Holder recognizes a loss above certain thresholds, such holder may be required to file a disclosure statement with the IRS. U.S. Holders are urged to consult their tax advisers regarding these limitations and reporting obligations.

Tax Consequences to Non-U.S. Holders

The following discussion only applies to a “Non-U.S. Holder” of Notes. A “Non-U.S. Holder” is, for U.S. federal income tax purposes, a beneficial owner of a Note that is:

·  
a nonresident alien individual;
·  
a foreign corporation; or
·  
a nonresident alien fiduciary of a foreign estate or trust.

“Non-U.S. Holder” does not include an individual present in the United States for 183 days or more in the taxable year of disposition. In this case, such an individual should consult his own tax adviser regarding the U.S. federal income tax consequences of the sale, exchange or other disposition of a Note.

Payments to a Non-U.S. Holder on the Notes, and any gain realized on a sale or exchange of the Notes, will be exempt from U.S. federal income tax (including withholding tax) provided generally that such holder has fulfilled the certification requirement described below and such amounts are not effectively connected with such holder’s conduct of a U.S. trade or business.

The certification requirement referred to in the preceding paragraph will be fulfilled if a Non-U.S. Holder certifies on IRS Form W-8BEN, under penalties of perjury, that such holder is not a U.S. person and provides its name and address or otherwise satisfies applicable documentation requirements.
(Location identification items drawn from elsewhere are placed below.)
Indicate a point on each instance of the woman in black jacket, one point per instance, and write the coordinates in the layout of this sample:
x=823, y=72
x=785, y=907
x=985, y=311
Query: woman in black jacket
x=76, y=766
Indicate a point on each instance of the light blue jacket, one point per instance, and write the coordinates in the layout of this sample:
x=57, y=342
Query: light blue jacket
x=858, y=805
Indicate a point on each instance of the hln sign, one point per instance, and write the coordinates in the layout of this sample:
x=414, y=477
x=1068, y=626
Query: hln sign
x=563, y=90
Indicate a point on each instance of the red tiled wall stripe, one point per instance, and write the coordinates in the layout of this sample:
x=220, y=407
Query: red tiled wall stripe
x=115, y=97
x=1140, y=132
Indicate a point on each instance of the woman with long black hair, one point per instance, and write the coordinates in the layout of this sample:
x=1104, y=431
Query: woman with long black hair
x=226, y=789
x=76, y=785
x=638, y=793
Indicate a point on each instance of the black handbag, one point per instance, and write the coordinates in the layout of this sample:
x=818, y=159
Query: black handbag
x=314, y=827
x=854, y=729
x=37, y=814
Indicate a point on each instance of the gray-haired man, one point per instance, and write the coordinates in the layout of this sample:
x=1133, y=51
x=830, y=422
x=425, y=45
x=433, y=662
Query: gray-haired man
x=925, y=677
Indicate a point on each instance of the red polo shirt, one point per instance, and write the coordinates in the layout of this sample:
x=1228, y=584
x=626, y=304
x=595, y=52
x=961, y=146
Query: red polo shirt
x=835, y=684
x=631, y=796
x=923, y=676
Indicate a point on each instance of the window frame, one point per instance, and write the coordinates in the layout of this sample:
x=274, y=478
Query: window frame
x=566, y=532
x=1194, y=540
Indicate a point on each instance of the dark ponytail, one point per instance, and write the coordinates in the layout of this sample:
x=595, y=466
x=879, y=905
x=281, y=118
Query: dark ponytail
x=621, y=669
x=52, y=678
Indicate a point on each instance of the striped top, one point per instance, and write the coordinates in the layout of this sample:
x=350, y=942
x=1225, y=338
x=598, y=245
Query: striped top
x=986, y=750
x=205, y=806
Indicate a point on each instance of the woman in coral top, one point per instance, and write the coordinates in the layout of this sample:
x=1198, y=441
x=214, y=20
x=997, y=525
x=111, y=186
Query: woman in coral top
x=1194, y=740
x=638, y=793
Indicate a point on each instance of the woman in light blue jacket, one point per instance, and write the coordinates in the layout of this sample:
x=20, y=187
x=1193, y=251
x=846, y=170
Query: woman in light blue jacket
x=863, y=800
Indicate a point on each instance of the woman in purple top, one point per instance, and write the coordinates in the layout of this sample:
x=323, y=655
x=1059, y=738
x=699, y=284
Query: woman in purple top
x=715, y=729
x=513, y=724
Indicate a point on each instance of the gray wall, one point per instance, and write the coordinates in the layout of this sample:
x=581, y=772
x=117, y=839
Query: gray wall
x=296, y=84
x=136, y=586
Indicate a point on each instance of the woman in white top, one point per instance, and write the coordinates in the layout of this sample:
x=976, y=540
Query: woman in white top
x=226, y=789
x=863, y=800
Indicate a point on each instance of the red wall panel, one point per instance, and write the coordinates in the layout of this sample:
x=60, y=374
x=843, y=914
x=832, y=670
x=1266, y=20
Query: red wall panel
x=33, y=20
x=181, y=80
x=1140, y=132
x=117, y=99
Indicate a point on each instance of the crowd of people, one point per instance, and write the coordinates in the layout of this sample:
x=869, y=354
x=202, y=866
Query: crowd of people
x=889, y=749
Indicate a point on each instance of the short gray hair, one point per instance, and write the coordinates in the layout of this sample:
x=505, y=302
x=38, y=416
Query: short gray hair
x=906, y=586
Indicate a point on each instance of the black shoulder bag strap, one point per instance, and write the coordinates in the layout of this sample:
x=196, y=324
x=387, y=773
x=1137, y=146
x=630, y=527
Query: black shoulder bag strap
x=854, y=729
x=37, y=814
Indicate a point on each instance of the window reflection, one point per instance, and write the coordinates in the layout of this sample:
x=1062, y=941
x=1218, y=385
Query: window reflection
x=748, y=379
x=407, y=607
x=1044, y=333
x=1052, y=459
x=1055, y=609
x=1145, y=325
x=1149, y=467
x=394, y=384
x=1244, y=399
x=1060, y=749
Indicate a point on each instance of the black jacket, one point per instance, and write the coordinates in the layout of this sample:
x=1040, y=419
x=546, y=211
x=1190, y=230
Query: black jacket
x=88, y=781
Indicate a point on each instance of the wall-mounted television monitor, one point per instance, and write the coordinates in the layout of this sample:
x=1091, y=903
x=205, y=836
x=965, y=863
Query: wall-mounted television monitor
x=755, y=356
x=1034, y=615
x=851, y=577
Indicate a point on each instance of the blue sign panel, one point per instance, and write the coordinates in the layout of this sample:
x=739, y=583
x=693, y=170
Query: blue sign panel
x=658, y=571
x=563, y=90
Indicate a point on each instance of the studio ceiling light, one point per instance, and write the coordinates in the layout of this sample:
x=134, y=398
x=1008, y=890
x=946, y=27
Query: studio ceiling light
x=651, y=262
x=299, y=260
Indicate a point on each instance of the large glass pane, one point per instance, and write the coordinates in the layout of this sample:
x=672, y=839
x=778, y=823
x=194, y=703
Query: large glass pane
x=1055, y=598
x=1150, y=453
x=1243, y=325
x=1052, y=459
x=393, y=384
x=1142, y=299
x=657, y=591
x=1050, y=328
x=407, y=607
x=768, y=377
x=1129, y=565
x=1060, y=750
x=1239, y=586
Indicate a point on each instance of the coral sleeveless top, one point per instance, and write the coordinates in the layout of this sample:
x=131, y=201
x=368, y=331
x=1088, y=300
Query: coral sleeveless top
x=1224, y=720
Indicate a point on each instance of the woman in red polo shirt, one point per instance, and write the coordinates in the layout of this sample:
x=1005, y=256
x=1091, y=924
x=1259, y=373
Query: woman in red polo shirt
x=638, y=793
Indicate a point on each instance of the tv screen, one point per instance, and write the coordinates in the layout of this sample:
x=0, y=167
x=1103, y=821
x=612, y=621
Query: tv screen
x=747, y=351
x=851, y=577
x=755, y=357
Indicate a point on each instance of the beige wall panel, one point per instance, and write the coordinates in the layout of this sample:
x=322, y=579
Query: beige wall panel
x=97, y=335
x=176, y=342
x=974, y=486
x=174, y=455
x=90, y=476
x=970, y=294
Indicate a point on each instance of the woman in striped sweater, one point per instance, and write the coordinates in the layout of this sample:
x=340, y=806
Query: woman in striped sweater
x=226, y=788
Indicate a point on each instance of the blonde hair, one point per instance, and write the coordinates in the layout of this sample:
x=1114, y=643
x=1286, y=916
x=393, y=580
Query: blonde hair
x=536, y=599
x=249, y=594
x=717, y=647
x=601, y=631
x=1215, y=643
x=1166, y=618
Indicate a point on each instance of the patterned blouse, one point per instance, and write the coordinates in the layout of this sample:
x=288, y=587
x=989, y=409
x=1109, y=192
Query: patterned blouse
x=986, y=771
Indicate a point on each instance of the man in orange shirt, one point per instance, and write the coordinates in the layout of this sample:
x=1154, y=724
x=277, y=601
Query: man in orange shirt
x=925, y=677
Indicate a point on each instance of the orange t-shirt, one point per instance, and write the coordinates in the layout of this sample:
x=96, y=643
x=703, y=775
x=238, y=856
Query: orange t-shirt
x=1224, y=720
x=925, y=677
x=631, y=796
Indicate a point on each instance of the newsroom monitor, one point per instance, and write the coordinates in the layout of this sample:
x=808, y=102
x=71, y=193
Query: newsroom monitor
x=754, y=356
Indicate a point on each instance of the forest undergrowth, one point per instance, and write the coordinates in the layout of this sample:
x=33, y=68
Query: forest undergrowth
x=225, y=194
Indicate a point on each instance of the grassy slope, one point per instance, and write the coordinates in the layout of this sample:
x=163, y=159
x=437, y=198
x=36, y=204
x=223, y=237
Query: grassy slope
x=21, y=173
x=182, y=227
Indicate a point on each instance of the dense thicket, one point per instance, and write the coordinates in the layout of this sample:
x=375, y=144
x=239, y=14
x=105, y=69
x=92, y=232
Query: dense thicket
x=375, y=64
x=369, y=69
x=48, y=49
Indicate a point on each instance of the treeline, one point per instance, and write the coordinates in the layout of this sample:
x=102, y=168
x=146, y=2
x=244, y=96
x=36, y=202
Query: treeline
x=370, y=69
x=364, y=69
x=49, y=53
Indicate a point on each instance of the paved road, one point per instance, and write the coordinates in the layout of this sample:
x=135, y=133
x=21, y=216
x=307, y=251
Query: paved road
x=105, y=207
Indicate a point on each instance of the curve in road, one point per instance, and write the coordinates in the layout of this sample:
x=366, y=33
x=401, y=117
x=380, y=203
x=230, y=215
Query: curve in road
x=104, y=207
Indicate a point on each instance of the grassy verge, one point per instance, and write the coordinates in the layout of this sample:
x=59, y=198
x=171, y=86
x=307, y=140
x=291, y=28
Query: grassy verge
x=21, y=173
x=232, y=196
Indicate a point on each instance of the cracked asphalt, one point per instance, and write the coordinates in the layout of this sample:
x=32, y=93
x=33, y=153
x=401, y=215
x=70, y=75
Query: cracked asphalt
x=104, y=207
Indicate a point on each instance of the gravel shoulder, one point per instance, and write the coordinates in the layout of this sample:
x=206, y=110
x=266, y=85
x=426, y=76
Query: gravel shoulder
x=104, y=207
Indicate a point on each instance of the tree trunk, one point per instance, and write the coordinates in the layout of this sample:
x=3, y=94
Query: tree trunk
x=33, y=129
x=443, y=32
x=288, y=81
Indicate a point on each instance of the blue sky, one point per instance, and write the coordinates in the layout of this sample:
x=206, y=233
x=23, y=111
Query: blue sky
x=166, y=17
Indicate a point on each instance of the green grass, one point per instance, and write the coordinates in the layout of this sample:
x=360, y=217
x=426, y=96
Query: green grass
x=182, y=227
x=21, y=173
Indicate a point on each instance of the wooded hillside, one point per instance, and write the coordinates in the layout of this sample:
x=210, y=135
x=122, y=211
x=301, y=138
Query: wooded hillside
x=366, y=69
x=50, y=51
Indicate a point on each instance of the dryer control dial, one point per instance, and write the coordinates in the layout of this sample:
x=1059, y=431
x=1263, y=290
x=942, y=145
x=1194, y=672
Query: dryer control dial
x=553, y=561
If a Non-U.S. Holder is engaged in a trade or business in the United States and if the income or gain on the Note, if any, is effectively connected with such holder’s conduct of such trade or business, although exempt from the withholding tax discussed above, such holder will generally be subject to regular U.S. income tax on such income or gain in the same manner as if such holder were a U.S. Holder, except that in lieu of the certificate described in the preceding paragraph, such holder will be required to provide a properly executed IRS Form W-8ECI in order to claim an exemption from withholding tax. A Non-U.S. Holder to which this paragraph applies is urged to consult its tax adviser with respect to other U.S. tax consequences of the ownership and disposition of the Notes, including the possible imposition of a 30% branch profits tax.

Notes held by a Non-U.S. Holder that is an individual will not be included in such holder’s estate for U.S. federal estate tax purposes, provided that interest on the Notes is not then effectively connected with such holder’s conduct of a U.S. trade or business.

Backup Withholding and Information Reporting

Interest paid on a Note and the proceeds received from a sale, exchange or retirement of a Note (including at its maturity) will be subject to information reporting if a holder is not an “exempt recipient” (such as a domestic corporation) and may also be subject to backup withholding at the rates specified in the Code if a holder fails to provide certain identifying information (such as an accurate taxpayer identification number, in the case of a U.S. Holder) or meet certain other conditions. A Non-U.S. Holder that complies with the identification procedures described in the preceding section will generally establish an exemption from backup withholding.

Amounts withheld under the backup withholding rules are not additional taxes and may be refunded or credited against a holder’s U.S. federal income tax liability, provided the required information is timely furnished to the IRS.
 
 
PS-16

 
 
USE OF PROCEEDS AND HEDGING
 
The net proceeds from the sale of the Notes will be used as described under “Use of Proceeds” in the accompanying prospectus supplement and to hedge market risks of TMCC associated with its obligation to pay interest on the Notes.
 
To provide a hedge to TMCC, an affiliate of Morgan Stanley & Co. Incorporated will enter into a swap agreement with TMCC. Under the swap agreement, TMCC will make floating rate payments linked to the London interbank offered rate in respect of a notional principal amount of $10,000,000 during the term of the Notes in exchange for receiving payments equal to interest due in respect of the Notes from the affiliate of Morgan Stanley.
 
The notional principal amount of the swap will be increased if the principal amount of the Notes is increased from $10,000,000 prior to settlement.